Le design a toujours transformé les contraintes techniques, économiques ou culturelles qui lui étaient imposées en leviers de création pour les marques. Une raison suffisante pour envisager l’avenir avec optimisme, estime Christophe Fillâtre, président de l’agence Carré Noir.
IÑfluencia Quelles sont les conséquences de la révolution digitale pour le design ?
Christophe fillâtre En conduisant les marques à travailler avec un nombre croissant d’agences, souvent des pure players, et alors que les points de contact se multiplient et se dématérialisent, la révolution digitale peut mettre à mal la cohérence nécessaire à l’expression des marques. Plus que jamais, il nous faut donc être des brand angels, nous assurer qu’au travers de créations fortes et cohérentes, nous puissions dire en quoi une marque est unique. Nous devons d’autant plus le faire qu’une pratique forcenée du benchmarking a conduit certaines marques à oublier l’idée majeure qui est à l’origine de leur création. Lorsque l’on est la « voiture du peuple », est-il légitime de vouloir ressembler à une marque de voiture premium, je ne le crois pas. Notre rôle, c’est construire des identités de marques tellement fortes qu’elles pourraient être reconnaissables sans logo. D’être en capacité permanente à dire l’intention originelle de la marque et traduire ses différences.
IÑ C’est quoi cette idée originelle ?
CF C’est le fait pour un homme, une entreprise, d’apporter au travers d’un nouveau produit, service, une réponse à des problèmes que les consommateurs n’ont probablement pas encore identifiés. Sans design produit, il n’y a pas de design de marque. Le succès de Dyson est d’abord dû au fait qu’il a introduit une innovation produit sur un marché, une innovation qui a affranchi les consommateurs de la gestion du sac à poussière. De cette idée, il a fait un bel objet qui n’a plus besoin d’être caché au fond d’un placard. Dyson a imaginé quelque chose de cohérent sur le fond et sur la forme.
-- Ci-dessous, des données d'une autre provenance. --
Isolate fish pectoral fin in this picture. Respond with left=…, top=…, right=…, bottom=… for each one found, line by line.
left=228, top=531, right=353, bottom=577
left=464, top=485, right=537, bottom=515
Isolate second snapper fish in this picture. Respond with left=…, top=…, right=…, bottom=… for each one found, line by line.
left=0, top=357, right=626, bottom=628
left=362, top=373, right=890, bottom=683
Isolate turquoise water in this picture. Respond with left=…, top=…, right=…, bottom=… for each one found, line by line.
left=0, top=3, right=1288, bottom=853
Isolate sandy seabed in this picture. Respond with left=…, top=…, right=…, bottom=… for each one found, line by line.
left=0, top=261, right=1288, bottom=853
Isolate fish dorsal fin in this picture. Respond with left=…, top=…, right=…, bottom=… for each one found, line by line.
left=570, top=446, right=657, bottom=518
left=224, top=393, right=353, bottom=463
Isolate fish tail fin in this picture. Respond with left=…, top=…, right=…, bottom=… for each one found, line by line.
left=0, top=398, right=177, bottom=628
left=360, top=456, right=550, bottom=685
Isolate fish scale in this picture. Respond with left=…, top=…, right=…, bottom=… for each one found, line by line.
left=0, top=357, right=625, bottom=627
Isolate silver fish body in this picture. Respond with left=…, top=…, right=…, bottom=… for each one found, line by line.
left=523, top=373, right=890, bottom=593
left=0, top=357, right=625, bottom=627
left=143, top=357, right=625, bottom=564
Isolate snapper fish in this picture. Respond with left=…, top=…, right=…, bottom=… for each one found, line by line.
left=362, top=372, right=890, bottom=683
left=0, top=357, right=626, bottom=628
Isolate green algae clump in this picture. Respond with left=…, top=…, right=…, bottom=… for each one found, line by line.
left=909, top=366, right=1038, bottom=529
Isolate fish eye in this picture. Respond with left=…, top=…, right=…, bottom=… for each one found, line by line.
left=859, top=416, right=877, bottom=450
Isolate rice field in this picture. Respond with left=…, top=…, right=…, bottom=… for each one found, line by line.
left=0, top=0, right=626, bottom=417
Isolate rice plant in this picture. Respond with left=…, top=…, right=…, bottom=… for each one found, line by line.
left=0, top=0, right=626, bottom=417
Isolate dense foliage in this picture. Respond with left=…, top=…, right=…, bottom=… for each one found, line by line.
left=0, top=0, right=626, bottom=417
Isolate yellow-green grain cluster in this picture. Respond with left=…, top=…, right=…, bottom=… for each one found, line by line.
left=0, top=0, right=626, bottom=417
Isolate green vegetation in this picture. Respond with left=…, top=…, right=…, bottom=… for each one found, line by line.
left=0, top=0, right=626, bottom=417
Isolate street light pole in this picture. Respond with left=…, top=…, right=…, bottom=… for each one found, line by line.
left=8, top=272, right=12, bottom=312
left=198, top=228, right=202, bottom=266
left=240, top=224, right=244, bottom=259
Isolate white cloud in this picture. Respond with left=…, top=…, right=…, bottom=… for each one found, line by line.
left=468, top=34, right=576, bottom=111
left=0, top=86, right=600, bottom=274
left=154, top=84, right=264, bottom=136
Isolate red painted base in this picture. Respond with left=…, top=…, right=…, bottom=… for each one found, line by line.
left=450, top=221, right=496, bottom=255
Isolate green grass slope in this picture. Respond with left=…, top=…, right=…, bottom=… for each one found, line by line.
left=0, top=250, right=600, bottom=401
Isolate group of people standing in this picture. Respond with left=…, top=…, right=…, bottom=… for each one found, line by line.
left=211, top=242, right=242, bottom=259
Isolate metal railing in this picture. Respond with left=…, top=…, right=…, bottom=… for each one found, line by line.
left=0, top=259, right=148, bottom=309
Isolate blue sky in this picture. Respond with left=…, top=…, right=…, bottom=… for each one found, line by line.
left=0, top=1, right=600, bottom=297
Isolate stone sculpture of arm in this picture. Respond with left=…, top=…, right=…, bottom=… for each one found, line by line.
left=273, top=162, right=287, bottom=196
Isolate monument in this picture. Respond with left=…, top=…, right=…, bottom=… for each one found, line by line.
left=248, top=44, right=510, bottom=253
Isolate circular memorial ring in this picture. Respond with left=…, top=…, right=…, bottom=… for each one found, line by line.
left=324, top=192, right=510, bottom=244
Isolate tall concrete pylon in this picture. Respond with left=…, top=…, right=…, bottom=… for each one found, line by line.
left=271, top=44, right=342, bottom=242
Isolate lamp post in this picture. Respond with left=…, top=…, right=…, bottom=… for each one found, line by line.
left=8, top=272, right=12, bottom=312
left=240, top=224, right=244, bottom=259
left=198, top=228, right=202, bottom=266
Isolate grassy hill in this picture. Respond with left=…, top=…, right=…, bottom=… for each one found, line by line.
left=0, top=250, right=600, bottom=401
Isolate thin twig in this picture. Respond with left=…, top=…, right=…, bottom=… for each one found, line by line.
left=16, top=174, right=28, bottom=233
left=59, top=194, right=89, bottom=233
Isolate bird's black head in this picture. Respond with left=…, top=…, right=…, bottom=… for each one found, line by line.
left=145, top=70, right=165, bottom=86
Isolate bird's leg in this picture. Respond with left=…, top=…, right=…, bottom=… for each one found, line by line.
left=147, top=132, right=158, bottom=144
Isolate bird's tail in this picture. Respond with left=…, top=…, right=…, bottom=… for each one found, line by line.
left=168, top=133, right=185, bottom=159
Dans un autre registre, Orange a bâti son écosystème autour du design. De son siège social à son identité graphique et sonore, tout a été pensé autour de ce que la marque apporte en termes de créativité et d’innovation aux consommateurs. Tout en ayant l’humilité d’être en retrait par rapport à ce qui a été créé, l’agence de design doit rendre identifiable et remarquable ce « qui je suis » de la marque.
IÑ La simplicité est un concept dont le marketing s’est saisi ces dernières années pour reconquérir le consommateur. Comment le design le traduit-il ?
CF Le design naît des contraintes. Il en a besoin pour bien s’exprimer, et s’il n’y a rien de plus compliqué que de faire simple, c’est dans le brouhaha que le silencieux est le plus remarquable ! Nous l’avons vu dans le domaine de l’électroménager pour des marques comme Braun ou Seb, pour qui nous travaillons. Là encore, l’essentiel est de revenir à l’idée originelle, à la vérité de la marque. Lorsqu’elle n’a pas de pilier, la forme ne peut plus l’aider. Elle le pouvait hier, plus aujourd’hui face à un consommateur mieux informé qui exige des raisons valables pour acheter une marque plutôt qu’une autre.
IÑ L’état de santé de la planète oblige les humains à davantage de sobriété. C’est une chance pour le design ?
CF Personne ne peut nier les risques écologiques, la nécessité de consommer mieux. Pour autant, il y a encore un énorme décalage entre les souhaits exprimés et la réalité. Au Japon, où Carré Noir est implanté depuis des années, nous avons dû intégrer les contraintes écologiques dans notre travail. Nous avons monté une offre d’écodesign, noué des partenariats, nous nous sommes préparés pour pouvoir travailler en amont à ces questions et notamment à celles relatives au recyclage et à la gestion des déchets. Nous sommes donc prêts à faire face à ces nouvelles exigences, qui sont des sources de créativité. Elles le sont d’autant plus qu’elles nous donnent les moyens de démontrer que le design n’est pas une affaire de jetable. Il permet à une personnalité de se réinventer, d’être la même qu’à l’origine tout en étant dans l’actualité. Notre société vit une crise profonde, se projeter dans le futur est un exercice qui fait peur tant l’avenir semble sombre. Dans ce contexte, le design, parce qu’il vise à améliorer l’existant, est porteur d’optimisme.